The first sensation Tyler felt was weight — not his own, that came a heartbeat later, but the sudden insistence that there was now a world beneath his feet. Like a hand placed around the back of his neck, saying: I have you now. It pulled his stomach down, hung onto his ribs, like reminding his bones which direction mattered.
He gasped at the sensation. Air punched into his lungs, cold and damp, thick with the smell of earth. The disinfectant of the lab — the warm, recycled air — was pushed out in a fraction of a second. This was air of the wild, where it was able to rot and decay the environment.
He wasn’t in the white anymore, but the world around him hadn’t fully decided what it was. Shapes flickered at the edges of his vision like an image buffering. Lines sharpened, softened, sharpened again. His brain reached for familiar geometry — walls, desks, screens — and found them trying to exist.
Then the place snapped into agreement, made solid and real. The ghost of an image no longer there, but solid, undeniable structure.
He was in his lab, like it had been waiting for him to materialize — not the other way around.

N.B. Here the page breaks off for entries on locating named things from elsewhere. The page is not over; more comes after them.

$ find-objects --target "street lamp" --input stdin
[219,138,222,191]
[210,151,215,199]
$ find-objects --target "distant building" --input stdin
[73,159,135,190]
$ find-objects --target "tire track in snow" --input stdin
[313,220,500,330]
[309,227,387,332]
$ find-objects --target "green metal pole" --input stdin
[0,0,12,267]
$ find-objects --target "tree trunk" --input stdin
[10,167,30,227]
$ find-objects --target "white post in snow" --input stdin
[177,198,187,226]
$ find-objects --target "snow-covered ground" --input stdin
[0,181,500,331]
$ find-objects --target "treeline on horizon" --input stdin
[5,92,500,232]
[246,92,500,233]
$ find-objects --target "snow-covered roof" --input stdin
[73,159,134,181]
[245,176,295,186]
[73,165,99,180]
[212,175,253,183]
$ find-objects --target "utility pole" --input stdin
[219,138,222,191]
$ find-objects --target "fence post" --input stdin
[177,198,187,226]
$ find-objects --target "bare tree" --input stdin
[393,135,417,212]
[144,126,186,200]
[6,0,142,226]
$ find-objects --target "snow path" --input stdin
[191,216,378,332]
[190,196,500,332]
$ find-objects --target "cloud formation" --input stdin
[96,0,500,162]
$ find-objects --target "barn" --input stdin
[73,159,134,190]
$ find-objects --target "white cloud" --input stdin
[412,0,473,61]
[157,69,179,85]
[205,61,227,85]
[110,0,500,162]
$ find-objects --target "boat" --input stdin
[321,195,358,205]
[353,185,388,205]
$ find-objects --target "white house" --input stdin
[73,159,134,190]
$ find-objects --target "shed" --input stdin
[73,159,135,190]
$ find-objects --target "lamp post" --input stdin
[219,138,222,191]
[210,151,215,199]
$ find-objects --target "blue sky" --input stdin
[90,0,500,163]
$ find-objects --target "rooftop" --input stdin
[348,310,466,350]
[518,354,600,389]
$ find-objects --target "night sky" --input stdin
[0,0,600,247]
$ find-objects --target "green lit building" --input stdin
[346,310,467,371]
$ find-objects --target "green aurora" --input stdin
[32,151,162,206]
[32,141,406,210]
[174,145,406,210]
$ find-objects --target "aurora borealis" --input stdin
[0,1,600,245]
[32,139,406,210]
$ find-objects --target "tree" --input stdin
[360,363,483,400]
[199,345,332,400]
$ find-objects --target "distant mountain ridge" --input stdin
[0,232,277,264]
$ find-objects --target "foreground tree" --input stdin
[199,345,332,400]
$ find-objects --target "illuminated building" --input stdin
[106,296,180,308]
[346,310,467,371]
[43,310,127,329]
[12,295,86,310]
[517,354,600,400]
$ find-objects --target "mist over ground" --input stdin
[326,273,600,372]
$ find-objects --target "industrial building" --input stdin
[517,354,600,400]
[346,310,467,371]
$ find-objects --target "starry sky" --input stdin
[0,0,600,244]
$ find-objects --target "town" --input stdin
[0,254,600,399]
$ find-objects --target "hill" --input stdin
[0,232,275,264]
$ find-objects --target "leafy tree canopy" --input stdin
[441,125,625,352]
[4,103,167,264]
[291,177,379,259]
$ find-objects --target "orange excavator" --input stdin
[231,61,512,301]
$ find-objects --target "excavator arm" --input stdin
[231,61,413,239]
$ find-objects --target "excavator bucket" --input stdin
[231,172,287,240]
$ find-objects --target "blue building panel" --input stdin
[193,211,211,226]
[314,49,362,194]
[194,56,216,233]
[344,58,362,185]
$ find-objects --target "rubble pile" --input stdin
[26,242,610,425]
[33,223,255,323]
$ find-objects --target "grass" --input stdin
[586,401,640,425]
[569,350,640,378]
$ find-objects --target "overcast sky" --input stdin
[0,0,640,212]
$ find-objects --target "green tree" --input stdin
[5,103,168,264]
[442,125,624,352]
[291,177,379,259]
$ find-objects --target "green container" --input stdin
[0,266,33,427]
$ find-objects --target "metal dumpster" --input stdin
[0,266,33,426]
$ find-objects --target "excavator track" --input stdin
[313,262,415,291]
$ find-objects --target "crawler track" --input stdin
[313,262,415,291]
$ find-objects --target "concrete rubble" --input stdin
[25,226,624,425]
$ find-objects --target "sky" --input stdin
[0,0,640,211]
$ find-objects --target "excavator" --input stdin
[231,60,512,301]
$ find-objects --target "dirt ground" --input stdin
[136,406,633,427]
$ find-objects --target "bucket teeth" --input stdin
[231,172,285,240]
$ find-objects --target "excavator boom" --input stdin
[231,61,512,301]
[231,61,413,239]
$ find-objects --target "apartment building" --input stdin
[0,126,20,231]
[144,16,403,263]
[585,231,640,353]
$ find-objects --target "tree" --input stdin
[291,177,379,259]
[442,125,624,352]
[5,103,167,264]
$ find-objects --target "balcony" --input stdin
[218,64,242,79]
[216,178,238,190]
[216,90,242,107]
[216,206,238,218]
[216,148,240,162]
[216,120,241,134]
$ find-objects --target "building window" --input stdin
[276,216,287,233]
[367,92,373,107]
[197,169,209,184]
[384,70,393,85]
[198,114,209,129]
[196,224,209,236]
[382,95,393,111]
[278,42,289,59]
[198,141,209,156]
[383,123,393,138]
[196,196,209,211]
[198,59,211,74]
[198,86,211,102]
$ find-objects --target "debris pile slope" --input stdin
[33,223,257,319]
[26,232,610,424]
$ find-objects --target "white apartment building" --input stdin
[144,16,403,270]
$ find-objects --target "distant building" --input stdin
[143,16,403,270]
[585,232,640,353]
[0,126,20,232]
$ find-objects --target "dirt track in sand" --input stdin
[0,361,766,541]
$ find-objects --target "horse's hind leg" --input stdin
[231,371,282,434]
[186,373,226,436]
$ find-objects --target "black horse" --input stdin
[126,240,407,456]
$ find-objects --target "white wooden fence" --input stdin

He leaned against the wall. He could feel the cold concrete under his palms. A workbench to his left, a bank of monitors on the far wall, cables and racks. The interface chair he had sat in this morning and plants, grass, foliage everywhere.
Vines had threaded through everything — through cable runs, through the gaps between tiles, through the broken seams of metal casings. A fern spilled out of a server rack like it had been born there. White flowers clustered in the hollow of an overturned chair. A stem had grown straight through the seam of a monitor, pushing the cracked glass outward like a slow, patient fist.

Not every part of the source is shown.